Anti-Terror Gadget Studies: Innovative Or Budget Wasters?


Rolf Dietrich is the U.S. Homeland Security Department’s gadget man, an MIT-trained engineer and ex-nuclear attack submarine commander who is trying to come up with futuristic equipment that could be used to thwart terrorists for generations to come, says USA Today. Dietrich serves tens of thousands of airport screeners, Border Patrol agents, Customs and Coast Guard officers and others tasked with preventing and responding to future attacks.

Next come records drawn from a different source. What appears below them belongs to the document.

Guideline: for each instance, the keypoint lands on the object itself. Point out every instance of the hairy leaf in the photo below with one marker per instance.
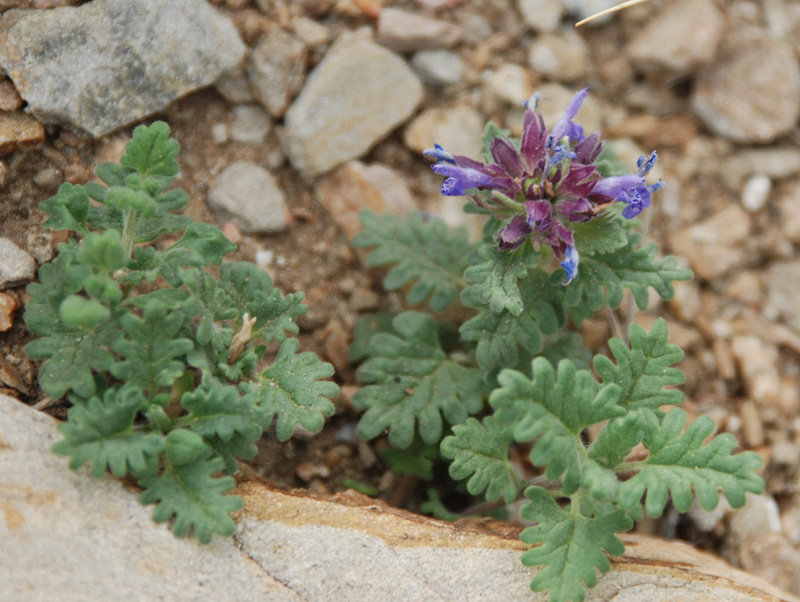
(414, 381)
(678, 462)
(573, 545)
(151, 349)
(194, 497)
(290, 388)
(480, 451)
(422, 252)
(603, 277)
(496, 280)
(252, 292)
(502, 336)
(555, 409)
(101, 432)
(644, 369)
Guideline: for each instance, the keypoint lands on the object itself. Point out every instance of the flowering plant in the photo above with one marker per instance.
(515, 364)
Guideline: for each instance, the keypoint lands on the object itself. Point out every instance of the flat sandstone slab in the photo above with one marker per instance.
(65, 536)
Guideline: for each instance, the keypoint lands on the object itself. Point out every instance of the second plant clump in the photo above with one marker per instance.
(553, 196)
(158, 349)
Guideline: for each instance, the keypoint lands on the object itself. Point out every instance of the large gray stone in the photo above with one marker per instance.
(357, 95)
(107, 63)
(752, 92)
(68, 537)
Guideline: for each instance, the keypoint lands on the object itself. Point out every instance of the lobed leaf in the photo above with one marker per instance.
(644, 369)
(555, 409)
(290, 388)
(603, 277)
(496, 280)
(480, 451)
(422, 252)
(678, 462)
(414, 382)
(101, 432)
(572, 546)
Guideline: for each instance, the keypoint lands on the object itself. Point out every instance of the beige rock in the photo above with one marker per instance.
(355, 186)
(88, 540)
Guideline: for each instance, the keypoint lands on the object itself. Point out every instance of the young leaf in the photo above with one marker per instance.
(678, 462)
(556, 409)
(501, 336)
(572, 547)
(190, 493)
(252, 292)
(151, 348)
(480, 451)
(101, 432)
(644, 369)
(291, 388)
(603, 277)
(423, 252)
(414, 381)
(496, 280)
(151, 151)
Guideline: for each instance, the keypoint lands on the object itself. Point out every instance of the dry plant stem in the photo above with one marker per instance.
(608, 11)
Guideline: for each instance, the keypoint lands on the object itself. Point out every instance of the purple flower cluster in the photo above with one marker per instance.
(548, 183)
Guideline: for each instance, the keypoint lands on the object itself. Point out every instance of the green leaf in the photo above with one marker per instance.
(644, 369)
(190, 493)
(573, 545)
(678, 462)
(480, 451)
(414, 381)
(502, 336)
(152, 152)
(603, 234)
(290, 388)
(422, 252)
(603, 277)
(496, 279)
(556, 410)
(102, 433)
(68, 209)
(252, 292)
(151, 349)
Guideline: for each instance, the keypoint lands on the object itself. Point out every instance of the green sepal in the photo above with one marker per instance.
(290, 388)
(422, 252)
(414, 381)
(101, 432)
(572, 545)
(678, 462)
(479, 450)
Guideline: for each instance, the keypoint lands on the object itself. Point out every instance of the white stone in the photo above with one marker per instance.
(250, 197)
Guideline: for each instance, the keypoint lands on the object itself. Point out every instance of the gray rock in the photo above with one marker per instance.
(357, 95)
(559, 57)
(783, 282)
(752, 92)
(542, 16)
(439, 68)
(277, 69)
(108, 63)
(16, 266)
(404, 31)
(250, 124)
(249, 196)
(663, 46)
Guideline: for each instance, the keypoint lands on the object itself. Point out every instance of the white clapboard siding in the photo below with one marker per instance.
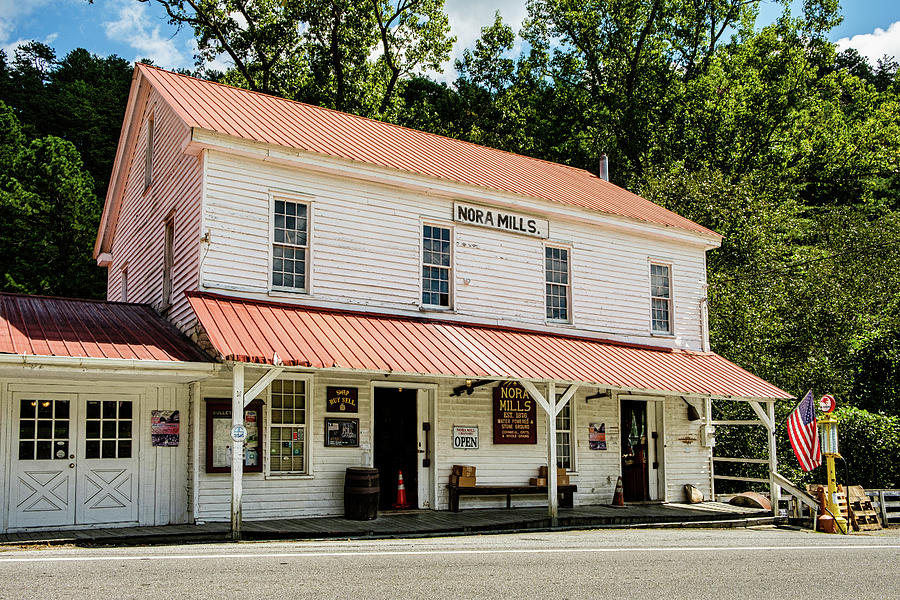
(162, 471)
(138, 243)
(366, 251)
(687, 461)
(321, 493)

From anti-missile drones that might hover over airports to protect commercial airliners to behavior recognition technology that could help agents recognize a person with ill intent, the projects are all very high-tech, very hush-hush and, in some cases, very far-fetched. “The projects that I’m working on are expected to fail,” says Dietrich, who controls 1 percent of the science and technology division’s budget, or about $8 million in fiscal 2007. Among projects being examined: hurricane mitigation technology that would stop storm surges with strategically timed underwater blasts; cellphones outfitted with tiny biological, chemical, and radiation detectors; unmanned aerial vehicles that could detect and deflect shoulder-fired missiles aimed at commercial jets. The cellphone idea “definitely is one of my favorites,” Dietrich says. Parney Albright, who used to run some of the same kinds of innovative projects at the Homeland Security Department, says some of Dietrich’s projects waste tax dollars. “If they thought about it for 10 minutes, they’d say, ‘I’m not going to spend any more money on it. It’s stupid,’ ” says Albright, a security consultant. “It’s always good to be thinking out of the box, but the people who are responsible for this need to exercise a lot of judgment because it’s really not their money,” he says.